Wednesday, December 15, 2010

A Clash of Fundamentalisms

There is a widely read new essay at the neocon Jewish Ideas Daily denouncing Christopher Hitchens as an anti-Semite. How sweet comeuppance can be, especially for these two parties that definitely deserve each other. There is much worth noting, however, about how they got there.

It was inevitable, to be sure, that the largely modern Orthodox neoconservative core would clash with an erstwhile ally who expressed his agreement with Voltaire “that Judaism is not just one more religion, but in its way the root of religious evil.” Yet what our author fails to grasp is that what he insists on calling anti-Semitism – a talismanic phrase that he may or may not have noticed gets diminishing returns – is merely Hitchens’ dogged consistency. Hitchens joined the crusade against Islamofascism (how quickly we forget he coined that noxious term) because he was committed to armed progressivism while his leftist comrades had to oppose it because it was being articulated in a Texas drawl. And to his credit, Hitchens is rare in his consistency among the atheist mandarins for being as unsparing to Judaism as to Christianity and Islam.

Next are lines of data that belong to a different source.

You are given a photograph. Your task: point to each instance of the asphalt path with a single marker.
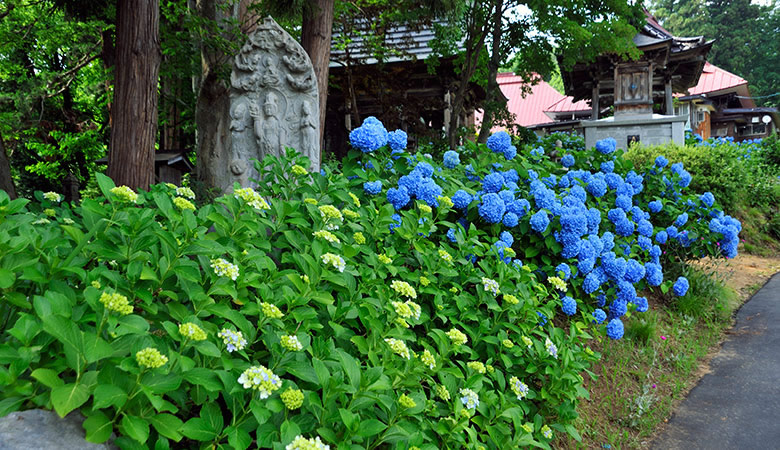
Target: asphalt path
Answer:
(737, 404)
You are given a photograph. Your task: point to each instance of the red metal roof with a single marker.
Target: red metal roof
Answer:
(715, 79)
(529, 110)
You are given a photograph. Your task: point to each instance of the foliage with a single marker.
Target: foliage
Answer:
(326, 309)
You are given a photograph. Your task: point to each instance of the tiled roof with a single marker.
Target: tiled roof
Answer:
(715, 79)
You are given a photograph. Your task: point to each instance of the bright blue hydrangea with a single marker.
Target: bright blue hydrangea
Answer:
(680, 286)
(372, 187)
(461, 199)
(492, 208)
(615, 329)
(565, 269)
(397, 140)
(499, 142)
(451, 159)
(369, 136)
(606, 146)
(708, 199)
(493, 182)
(539, 221)
(398, 197)
(569, 306)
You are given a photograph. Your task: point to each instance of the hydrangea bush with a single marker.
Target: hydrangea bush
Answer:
(398, 301)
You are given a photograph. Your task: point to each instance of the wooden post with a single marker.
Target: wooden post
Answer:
(594, 103)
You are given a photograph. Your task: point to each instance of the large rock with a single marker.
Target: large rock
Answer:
(37, 429)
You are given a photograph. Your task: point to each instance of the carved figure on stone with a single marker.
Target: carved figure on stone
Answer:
(273, 103)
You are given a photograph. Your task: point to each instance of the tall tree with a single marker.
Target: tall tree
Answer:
(134, 122)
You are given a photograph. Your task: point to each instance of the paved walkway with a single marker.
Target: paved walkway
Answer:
(737, 404)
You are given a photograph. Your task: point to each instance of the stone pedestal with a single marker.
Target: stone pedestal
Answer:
(647, 129)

But of course all this is lost on one who writes shamelessly of “the existence of a Jewish nation in the land of Israel for centuries, its sovereignty ended only by genocide at the hands of Roman legions . . . . and various other significant and notably secular historical facts.” The heart of the matter lies in the somewhat obscure figure of Israel Shahak, whom Hitchens reveres as a “great and serious man” and his antagonist insists was a “barking mad” Jewish anti-Semite.